Just like on the tv show Clean Sweep, we spent time taking everything out. I always wondered how long that process takes (on tv, it is a brief montage, usually with catchy music playing). Well, for this room: 1 hour.
The key to this process taking only an hour was to not try and do any sorting, or make any decisions about what to keep or what to toss. Also, I had to keep the judgments at bay, or I would have been an emotional wreck from continually beating myself up for letting the space get so cluttered.
I was reminded by my darling Sweetie that 90% of everyone has some form of mess like this, somewhere in their life. I am not alone.
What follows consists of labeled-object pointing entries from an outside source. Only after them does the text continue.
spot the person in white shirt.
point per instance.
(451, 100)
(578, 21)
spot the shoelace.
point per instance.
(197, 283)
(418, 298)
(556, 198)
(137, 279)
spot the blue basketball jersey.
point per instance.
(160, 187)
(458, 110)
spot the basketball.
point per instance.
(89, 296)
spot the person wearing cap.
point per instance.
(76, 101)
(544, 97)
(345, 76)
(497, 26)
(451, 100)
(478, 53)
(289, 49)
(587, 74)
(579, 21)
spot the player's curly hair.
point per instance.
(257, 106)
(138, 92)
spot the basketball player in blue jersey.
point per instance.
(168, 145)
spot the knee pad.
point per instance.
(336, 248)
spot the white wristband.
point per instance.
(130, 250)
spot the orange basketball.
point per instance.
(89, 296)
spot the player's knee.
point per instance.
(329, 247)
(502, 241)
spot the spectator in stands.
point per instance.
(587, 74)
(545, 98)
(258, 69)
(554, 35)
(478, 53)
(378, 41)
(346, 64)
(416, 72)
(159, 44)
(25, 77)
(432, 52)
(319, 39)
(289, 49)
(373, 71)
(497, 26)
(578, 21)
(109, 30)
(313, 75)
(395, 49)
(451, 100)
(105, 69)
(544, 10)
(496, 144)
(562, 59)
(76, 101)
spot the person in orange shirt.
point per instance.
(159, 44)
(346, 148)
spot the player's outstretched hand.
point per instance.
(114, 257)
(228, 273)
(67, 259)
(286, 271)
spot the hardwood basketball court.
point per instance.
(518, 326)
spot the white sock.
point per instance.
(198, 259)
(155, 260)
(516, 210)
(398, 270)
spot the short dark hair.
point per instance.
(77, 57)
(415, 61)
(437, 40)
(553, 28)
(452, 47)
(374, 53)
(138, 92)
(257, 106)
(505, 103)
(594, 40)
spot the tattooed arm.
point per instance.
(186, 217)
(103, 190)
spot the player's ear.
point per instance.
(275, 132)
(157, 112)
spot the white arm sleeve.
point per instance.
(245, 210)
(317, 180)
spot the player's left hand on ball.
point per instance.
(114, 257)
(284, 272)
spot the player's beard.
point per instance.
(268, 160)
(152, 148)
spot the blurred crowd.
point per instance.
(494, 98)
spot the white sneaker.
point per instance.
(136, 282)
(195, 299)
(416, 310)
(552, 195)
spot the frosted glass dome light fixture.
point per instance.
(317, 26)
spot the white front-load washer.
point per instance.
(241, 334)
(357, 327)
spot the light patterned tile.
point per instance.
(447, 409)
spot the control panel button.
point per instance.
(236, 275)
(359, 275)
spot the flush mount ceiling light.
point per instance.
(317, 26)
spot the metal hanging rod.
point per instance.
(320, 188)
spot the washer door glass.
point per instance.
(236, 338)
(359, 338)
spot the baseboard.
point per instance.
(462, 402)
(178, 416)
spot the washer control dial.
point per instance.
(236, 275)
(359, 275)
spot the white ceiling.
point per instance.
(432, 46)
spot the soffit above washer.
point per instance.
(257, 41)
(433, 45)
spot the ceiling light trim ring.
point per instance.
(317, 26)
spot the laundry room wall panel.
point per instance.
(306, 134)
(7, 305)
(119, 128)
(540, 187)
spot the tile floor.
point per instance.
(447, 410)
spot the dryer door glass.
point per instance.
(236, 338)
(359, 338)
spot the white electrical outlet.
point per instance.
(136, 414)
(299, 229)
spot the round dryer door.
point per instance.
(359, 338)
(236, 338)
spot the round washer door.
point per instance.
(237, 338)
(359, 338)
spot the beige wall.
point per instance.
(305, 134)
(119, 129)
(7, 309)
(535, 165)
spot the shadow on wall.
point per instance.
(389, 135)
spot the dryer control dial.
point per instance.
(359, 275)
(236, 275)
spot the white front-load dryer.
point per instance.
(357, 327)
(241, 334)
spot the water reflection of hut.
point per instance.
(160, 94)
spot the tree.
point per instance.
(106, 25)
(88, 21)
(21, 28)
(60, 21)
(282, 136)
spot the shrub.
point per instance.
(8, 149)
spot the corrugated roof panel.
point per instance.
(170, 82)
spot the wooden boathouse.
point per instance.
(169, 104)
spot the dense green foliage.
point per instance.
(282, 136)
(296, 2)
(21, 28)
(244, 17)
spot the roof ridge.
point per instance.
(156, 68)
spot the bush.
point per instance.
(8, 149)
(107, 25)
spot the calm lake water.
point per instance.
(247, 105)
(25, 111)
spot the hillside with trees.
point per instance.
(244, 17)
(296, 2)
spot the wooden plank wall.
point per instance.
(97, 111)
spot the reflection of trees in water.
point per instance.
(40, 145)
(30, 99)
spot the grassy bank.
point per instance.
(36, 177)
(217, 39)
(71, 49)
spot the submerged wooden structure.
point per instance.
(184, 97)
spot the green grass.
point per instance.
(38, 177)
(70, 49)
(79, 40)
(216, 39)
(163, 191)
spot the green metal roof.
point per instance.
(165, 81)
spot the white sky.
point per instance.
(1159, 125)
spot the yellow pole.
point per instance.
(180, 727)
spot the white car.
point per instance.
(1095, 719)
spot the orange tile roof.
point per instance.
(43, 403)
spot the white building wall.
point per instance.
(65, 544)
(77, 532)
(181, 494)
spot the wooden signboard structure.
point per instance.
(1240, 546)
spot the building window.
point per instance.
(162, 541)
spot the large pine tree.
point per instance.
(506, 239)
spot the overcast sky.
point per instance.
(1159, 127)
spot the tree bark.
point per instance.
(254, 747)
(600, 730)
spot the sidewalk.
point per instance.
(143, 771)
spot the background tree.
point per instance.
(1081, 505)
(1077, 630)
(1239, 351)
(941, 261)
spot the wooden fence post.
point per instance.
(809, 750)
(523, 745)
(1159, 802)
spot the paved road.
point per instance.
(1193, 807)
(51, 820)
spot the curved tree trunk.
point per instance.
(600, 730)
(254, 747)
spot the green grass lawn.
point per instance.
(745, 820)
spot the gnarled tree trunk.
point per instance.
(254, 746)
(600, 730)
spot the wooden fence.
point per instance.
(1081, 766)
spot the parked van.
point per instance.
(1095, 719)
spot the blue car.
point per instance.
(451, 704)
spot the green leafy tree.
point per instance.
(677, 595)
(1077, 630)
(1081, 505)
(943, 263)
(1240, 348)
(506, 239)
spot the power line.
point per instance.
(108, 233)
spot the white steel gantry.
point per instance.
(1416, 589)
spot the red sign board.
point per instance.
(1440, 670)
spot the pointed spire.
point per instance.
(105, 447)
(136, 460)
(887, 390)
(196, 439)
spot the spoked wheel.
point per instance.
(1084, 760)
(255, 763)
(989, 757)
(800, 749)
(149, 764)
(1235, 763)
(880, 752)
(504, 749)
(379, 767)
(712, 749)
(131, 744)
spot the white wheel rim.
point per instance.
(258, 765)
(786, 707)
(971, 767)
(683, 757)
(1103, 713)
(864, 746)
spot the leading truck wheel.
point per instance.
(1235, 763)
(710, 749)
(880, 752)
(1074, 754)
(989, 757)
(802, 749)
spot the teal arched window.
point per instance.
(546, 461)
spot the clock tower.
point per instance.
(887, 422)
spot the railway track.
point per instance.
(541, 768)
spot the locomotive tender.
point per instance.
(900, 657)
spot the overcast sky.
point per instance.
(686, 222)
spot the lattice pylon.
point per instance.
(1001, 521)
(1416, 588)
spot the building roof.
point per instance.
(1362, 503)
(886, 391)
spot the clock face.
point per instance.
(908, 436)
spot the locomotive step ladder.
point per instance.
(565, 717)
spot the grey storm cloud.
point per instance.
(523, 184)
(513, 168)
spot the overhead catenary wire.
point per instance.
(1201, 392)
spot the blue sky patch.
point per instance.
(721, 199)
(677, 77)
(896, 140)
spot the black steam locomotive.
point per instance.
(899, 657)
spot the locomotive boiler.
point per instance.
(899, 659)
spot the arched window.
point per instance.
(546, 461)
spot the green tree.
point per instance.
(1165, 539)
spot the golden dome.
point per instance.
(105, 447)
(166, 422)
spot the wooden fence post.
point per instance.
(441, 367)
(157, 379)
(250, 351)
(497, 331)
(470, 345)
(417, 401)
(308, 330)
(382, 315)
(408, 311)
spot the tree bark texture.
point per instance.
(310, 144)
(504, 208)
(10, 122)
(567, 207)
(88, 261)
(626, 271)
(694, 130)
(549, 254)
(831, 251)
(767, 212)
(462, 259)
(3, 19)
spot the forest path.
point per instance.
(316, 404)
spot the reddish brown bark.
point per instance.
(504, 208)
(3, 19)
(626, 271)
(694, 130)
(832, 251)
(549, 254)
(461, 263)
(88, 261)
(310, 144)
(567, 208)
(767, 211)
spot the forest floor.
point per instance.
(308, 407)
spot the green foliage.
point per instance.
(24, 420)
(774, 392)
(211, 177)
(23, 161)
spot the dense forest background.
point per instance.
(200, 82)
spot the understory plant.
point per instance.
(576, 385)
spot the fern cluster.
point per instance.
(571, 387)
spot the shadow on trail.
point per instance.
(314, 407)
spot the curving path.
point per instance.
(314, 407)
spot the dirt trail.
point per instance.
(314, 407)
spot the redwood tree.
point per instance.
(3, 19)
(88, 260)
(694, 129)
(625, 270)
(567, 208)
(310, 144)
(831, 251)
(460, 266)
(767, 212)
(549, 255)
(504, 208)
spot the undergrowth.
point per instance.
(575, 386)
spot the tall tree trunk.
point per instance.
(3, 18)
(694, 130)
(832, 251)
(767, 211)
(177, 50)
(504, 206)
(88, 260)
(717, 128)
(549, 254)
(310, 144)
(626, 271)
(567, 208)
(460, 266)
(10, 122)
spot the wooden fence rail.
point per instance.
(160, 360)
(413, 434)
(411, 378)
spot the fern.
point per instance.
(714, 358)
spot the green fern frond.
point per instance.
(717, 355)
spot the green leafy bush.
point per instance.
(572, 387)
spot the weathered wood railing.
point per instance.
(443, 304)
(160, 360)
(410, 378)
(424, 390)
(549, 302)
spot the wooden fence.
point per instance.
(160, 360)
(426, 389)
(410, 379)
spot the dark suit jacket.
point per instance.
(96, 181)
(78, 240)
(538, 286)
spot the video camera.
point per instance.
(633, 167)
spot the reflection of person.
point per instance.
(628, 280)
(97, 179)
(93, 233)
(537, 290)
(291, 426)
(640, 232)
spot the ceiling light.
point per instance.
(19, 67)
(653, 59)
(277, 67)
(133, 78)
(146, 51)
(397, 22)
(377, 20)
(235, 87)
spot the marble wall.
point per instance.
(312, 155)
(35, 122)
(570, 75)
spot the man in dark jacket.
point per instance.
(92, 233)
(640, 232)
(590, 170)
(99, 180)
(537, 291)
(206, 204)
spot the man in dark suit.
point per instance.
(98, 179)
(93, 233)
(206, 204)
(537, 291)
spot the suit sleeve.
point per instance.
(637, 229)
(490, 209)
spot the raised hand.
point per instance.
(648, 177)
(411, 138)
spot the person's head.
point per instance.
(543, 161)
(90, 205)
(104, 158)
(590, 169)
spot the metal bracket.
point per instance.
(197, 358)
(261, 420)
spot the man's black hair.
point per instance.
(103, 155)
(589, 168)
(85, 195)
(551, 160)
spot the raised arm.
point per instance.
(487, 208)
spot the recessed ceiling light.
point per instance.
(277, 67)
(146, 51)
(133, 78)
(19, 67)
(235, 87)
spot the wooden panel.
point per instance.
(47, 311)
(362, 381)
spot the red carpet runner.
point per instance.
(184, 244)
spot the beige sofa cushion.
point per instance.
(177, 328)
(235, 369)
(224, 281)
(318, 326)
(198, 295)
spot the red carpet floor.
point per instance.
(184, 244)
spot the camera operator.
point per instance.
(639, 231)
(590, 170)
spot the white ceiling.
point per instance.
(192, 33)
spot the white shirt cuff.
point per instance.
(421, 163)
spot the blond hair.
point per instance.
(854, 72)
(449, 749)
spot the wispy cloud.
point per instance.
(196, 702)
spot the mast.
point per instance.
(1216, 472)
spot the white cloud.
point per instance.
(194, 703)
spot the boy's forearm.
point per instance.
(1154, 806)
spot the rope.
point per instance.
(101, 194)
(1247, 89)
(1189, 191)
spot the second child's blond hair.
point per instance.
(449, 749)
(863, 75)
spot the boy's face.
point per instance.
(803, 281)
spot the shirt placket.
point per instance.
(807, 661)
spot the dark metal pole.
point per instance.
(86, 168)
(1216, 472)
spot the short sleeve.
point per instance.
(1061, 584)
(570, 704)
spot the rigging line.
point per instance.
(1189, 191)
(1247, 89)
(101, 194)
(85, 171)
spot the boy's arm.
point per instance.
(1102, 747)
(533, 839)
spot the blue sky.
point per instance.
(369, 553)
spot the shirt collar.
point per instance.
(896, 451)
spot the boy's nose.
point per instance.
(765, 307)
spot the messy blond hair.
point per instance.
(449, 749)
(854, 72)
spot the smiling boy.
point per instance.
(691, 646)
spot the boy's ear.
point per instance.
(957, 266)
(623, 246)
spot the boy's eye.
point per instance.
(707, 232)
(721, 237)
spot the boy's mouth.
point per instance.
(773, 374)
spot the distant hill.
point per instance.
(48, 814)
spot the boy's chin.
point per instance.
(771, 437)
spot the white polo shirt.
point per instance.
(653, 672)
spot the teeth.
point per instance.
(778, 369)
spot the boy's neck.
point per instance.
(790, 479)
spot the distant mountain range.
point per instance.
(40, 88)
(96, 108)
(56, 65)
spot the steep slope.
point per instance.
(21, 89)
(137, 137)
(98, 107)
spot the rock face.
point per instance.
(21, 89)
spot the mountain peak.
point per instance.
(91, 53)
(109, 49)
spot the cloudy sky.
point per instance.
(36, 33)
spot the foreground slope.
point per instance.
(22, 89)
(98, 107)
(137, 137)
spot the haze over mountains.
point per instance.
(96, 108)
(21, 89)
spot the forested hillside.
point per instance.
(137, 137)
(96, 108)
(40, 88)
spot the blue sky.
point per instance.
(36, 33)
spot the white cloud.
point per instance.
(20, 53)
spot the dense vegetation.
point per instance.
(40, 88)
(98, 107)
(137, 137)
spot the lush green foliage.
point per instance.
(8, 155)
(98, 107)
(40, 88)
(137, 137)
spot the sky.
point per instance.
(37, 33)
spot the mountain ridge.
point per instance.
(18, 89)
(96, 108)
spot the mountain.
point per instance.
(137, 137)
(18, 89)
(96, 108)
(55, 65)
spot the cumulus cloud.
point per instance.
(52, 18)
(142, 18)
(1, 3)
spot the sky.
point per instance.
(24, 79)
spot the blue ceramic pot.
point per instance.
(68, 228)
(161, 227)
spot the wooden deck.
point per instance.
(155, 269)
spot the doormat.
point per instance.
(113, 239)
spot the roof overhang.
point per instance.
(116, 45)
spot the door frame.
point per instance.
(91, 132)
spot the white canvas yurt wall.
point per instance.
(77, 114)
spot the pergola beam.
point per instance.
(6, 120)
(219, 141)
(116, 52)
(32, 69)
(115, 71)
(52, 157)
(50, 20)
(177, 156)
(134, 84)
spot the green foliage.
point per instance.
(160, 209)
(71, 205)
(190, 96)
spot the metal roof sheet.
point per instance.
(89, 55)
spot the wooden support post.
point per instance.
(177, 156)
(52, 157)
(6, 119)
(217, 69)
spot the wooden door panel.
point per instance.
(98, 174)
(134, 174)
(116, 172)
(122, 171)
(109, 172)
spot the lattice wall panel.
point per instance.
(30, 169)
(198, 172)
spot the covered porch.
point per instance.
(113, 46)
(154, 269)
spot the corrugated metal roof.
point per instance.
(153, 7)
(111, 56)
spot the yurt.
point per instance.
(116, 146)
And in fact, by confronting my mess head-on and without fear, I am actually going to make things better. Not just a little bit. A LOT.
After the haul-out, we spent some time looking for "low-hanging fruit" -- items that are easy to categorize as keep or toss. Not as easy as I would have hoped, and I quickly became frustrated.
I have been listening to an audio course: Get Organized the Clear & Simple Way by Marla Dee. She breaks the "do it" phase of organizing (after "see it" and "map it" have been accomplished) into steps, starting with SORT.
So that's what I have been doing the past couple days, working on my own without assistance: SORT.
Just sort things into like categories, with bold labels on each category. Don't make decisions about keep or toss (that's why I can be trusted to do this step on my own), just sort.
There you have it: on my way to a cleaner classroom. And I'm pretty sure that this year, it's gonna get WAAAAY cleaner than it ever has been before.